Murtaza Hussain

Personal information
- Born: 20 December 1974 (age 51) Bahawalpur, Punjab, Pakistan
- Batting: Right-handed
- Bowling: Right-arm off break

Domestic team information
- 1990/91–2001/02: Bahawalpur
- 1992/93–1993/94: Pakistan Automobiles
- 1994/95: United Bank Limited
- 1995/96–1996/97: Pakistan National Shipping Corporation
- 1997/98–1999/00: Khan Research Laboratories
- 1998/99: Islamabad
- 2004/05–2008/09: Pakistan Customs
- 2005/06: Multan Tigers
- 2007–2009: Surrey

Career statistics
| Competition | First-class | List A |
| Matches | 148 | 107 |
| Runs scored | 3,571 | 774 |
| Batting average | 20.88 | 14.60 |
| 100s/50s | 1/12 | 0/1 |
| Top score | 117 | 85 |
| Balls bowled | 34,051 | 4,875 |
| Wickets | 573 | 132 |
| Bowling average | 24.96 | 25.99 |
| 5 wickets in innings | 36 | 1 |
| 10 wickets in match | 7 | 0 |
| Best bowling | 9/54 | 5/18 |
| Catches/stumpings | 70/– | 34/– |
- Source: CricketArchive, 8 May 2025

= Murtaza Hussain =

Pakistani first-class cricketer (born 1974)

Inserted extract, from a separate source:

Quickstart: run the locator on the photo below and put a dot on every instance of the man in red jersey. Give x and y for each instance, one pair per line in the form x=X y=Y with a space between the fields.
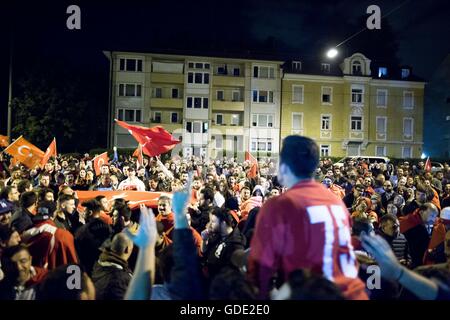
x=307 y=227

Murtaza Hussain (born 20 December 1974) is a Pakistani first-class cricketer.

A right-arm offbreak bowler, Hussain took over 500 wickets in a first-class career which he began as a 15 year old in 1990/91. He played for Surrey in 2007 and 2008 and has also played for Pakistan A. Hussain has played club cricket for Mildenhall Cricket Club in the East Anglian Premier Cricket League. His career best innings figures were 9 for 54, while his only first-class century was scored against Attock Group in 2006.